There are a number of interfaces and classes that are used with in ClojureCLR (and this is parallel to ClojureJVM). We will cover all of these in detail:

Graph of all function-related types

IFn

The essence of a function is that you can invoke it on (zero or more) arguments. If you want a class to represent a function, the minimum requirement is to implement the IFn interface.

public interface IFn 
{
    object invoke();

    object invoke(object arg1);

    object invoke(object arg1, object arg2);

    object invoke(object arg1, object arg2, object arg3);

    // ...

    object invoke(object arg1, object arg2, object arg3, object arg4, object arg5, 
                    object  arg6, object arg7, object arg8, object arg9, object arg10, 
                    object arg11, object arg12, object arg13, object arg14, object arg15, 
                    object arg16, object arg17, object arg18, object arg19, object arg20);

    object invoke(object arg1, object arg2, object arg3, object arg4, object arg5, object arg6, object arg7,
                            object arg8, object arg9, object arg10, object arg11, object arg12, object arg13, object arg14,
                            object arg15, object arg16, object arg17, object arg18, object arg19, object arg20,
                            params object[] args);

    object applyTo(ISeq arglist);
}

(In ClojureJVM, IFn also implements interfaces Callable and Runnable; no equivalents exist in ClojureCLR.) There are invoke overloads for zero to twenty arguments, and a final overload that takes arguments past the 20 count in a params array. The applyTo method is used to define the behavior of apply.

IFnArity

This interface is not in ClojureJVM. I implemented it in ClojureCLR to provide a way to interrogat a function about what arities it supports. It was required to deal with dynamic callsites. That’s going to take us a long way from what we need to understand here, so I’m going to ignore it. (Okay, I’m avoiding it partly because I don’t remember what purpose it serves. Homework for me. ) For reference only:

public interface IFnArity
{
    bool HasArity(int arity);
}

AFn

If you want something to use as a function in ClojureCLR, just create a class that implements IFn and create an instance of it. You can put that any place a function can go.

As a practical matter, you should avoid that. To implement IFn, you need to provide implementations for all of the invoke methods – most of which are just going to throw a NotImplementedException – as well as applyTo.

The abstract base class AFn supplies default implementations of all the invoke methods and applyTo. The default implementations throw an ArityException, derived from ArgumentException, that indicates the function does not support the arity of the invoke.

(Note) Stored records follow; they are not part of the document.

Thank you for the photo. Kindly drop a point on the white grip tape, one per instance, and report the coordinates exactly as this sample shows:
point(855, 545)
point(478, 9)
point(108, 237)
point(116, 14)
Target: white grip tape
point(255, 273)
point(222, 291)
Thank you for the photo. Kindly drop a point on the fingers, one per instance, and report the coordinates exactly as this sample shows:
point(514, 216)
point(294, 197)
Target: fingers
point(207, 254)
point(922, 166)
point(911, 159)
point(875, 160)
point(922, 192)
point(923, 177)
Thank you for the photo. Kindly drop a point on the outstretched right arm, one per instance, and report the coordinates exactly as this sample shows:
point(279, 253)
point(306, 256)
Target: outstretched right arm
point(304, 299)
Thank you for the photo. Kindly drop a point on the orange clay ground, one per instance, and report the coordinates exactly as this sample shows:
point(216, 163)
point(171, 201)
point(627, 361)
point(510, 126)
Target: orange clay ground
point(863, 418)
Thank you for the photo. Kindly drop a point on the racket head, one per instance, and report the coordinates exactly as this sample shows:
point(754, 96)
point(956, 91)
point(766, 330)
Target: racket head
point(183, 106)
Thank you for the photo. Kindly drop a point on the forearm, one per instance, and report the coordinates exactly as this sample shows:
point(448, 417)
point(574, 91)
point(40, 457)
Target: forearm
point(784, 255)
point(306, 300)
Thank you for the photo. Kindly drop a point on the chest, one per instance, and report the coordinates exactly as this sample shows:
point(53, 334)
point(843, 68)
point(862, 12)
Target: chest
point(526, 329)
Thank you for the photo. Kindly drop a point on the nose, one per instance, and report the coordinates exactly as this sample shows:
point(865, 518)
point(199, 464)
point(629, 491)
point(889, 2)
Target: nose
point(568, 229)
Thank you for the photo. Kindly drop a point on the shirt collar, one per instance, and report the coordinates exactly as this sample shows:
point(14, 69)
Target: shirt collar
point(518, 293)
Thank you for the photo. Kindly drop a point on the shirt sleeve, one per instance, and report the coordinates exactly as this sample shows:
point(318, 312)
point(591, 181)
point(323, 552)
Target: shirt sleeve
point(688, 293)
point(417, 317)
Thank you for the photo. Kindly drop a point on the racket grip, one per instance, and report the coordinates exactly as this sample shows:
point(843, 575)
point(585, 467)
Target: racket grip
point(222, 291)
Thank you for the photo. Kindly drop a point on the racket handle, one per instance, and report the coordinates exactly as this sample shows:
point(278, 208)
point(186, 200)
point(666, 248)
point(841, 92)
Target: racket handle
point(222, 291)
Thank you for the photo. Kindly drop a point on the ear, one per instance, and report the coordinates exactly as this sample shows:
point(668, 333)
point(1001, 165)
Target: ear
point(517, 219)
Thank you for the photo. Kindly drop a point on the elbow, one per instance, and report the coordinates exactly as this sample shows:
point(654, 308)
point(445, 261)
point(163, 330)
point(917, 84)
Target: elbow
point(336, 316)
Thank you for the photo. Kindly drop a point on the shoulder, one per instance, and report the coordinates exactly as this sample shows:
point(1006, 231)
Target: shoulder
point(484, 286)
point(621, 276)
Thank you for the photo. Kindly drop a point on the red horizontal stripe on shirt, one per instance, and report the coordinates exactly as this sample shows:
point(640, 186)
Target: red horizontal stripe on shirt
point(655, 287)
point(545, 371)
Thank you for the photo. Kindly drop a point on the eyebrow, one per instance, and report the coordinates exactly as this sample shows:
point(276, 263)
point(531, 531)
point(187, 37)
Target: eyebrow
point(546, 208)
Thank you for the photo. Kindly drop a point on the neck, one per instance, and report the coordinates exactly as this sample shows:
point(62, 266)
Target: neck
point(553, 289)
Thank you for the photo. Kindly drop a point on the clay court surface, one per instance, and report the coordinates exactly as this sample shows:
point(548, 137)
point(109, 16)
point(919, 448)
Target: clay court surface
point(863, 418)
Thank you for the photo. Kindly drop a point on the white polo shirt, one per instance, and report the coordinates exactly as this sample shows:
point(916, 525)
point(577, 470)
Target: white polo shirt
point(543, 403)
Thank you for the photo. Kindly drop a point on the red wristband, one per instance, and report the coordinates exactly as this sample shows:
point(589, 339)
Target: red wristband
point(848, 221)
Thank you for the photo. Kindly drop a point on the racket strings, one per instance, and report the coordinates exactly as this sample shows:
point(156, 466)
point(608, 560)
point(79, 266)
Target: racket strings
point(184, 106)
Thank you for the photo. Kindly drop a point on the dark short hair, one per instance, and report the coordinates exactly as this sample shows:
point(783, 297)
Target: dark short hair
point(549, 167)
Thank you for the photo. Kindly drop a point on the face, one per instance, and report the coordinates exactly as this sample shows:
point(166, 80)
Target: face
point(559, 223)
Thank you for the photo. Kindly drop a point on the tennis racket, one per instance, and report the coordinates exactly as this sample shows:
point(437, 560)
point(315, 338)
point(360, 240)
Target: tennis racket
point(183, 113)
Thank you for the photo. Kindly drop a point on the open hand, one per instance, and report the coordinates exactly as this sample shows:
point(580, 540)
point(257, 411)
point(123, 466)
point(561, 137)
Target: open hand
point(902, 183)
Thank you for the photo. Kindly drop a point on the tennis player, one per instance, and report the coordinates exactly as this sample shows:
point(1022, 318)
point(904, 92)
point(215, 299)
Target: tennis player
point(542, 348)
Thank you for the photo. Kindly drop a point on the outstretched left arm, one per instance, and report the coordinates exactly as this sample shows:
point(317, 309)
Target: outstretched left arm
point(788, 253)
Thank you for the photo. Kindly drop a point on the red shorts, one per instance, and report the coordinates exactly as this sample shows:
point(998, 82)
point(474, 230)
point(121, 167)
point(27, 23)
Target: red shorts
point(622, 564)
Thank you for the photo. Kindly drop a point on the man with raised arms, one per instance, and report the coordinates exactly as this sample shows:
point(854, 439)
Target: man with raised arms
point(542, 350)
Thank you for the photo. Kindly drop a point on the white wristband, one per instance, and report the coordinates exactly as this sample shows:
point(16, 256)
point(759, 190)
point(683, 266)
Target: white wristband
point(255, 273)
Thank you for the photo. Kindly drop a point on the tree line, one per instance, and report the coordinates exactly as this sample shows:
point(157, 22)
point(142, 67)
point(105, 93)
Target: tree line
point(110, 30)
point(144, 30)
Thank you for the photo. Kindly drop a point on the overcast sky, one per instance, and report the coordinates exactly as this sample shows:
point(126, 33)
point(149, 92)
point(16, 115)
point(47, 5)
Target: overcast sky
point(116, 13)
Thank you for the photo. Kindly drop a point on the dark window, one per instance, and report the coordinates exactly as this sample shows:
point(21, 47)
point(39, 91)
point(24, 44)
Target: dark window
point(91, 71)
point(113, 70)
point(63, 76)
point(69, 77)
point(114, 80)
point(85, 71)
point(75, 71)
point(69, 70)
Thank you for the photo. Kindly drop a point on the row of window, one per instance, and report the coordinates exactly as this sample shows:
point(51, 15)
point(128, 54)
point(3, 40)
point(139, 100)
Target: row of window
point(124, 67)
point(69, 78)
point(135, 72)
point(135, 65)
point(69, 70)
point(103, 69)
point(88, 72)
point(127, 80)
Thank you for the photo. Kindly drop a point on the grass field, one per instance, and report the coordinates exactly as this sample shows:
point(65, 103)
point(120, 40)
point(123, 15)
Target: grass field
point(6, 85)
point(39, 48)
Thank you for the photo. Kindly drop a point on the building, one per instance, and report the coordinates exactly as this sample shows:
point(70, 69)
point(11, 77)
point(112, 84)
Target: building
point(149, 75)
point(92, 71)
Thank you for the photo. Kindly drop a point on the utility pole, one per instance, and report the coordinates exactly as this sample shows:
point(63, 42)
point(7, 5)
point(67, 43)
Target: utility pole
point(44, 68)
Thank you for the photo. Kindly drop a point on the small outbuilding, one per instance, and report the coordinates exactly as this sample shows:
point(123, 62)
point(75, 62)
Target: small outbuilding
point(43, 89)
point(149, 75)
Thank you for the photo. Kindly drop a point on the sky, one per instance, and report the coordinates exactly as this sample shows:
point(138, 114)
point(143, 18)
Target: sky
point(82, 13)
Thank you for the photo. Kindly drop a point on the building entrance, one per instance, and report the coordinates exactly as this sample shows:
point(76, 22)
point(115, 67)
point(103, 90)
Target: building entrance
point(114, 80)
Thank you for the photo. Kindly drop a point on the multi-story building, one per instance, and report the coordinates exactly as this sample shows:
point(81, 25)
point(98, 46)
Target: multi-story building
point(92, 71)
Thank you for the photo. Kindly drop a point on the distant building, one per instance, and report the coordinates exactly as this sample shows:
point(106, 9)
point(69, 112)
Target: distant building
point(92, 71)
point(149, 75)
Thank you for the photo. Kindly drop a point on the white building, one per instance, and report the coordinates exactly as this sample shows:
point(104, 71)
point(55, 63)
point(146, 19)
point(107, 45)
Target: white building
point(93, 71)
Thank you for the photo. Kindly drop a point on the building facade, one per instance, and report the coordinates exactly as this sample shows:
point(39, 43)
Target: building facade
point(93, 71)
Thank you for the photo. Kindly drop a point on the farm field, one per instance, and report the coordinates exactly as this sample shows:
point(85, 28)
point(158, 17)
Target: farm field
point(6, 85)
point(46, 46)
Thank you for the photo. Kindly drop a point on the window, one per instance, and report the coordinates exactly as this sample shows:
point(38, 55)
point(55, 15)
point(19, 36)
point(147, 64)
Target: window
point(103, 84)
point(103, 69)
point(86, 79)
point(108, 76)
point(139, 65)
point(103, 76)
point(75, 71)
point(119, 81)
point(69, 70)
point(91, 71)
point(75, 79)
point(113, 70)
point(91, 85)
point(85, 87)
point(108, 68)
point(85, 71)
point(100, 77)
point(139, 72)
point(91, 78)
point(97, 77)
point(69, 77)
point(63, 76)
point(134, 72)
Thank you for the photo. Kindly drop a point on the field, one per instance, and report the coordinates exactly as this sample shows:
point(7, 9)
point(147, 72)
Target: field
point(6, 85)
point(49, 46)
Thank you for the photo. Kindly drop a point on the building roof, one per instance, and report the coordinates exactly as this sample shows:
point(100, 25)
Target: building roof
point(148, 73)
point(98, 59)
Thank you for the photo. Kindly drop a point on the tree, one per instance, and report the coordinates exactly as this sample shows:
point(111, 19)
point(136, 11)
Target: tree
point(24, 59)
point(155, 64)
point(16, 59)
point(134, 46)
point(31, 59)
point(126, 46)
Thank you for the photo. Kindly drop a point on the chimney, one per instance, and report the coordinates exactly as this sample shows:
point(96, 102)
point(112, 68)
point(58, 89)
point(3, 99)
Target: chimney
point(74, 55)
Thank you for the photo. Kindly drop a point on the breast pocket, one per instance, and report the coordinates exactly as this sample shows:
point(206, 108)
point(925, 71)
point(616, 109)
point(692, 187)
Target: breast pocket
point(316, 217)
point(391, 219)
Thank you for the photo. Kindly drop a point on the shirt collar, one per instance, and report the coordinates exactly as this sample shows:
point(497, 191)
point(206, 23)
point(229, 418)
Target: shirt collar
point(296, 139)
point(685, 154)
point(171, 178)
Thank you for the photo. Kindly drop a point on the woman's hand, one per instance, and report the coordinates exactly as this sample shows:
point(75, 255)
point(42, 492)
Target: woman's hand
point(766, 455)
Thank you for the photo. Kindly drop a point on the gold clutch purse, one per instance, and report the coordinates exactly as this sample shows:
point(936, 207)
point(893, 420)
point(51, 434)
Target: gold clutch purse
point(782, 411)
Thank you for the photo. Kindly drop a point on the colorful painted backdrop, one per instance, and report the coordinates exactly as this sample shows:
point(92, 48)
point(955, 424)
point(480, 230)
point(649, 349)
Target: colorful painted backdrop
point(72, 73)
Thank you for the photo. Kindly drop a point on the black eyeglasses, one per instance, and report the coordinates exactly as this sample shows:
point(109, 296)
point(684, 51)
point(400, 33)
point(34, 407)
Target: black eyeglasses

public abstract class AFn : IFn, IDynamicMetaObjectProvider, IFnArity
{
    #region IFn Members

    public virtual object invoke()
    {
        throw WrongArityException(0);
    }

    public virtual object invoke(object arg1)
    {
        throw WrongArityException(1);
    }

    public virtual object invoke(object arg1, object arg2)
    {
        throw WrongArityException(2);
    }

    // ...

}

AFn cleverly provides a default implementation of applyTo that uses the invoke methods to do the work. It does this by counting the number of arguments in the ISeq passed to applyTo, and calling the appropriate invoke method. If there are more than 20 arguments, it collects the first 20 into individual variables and the rest into an array, and calls the final invoke overload.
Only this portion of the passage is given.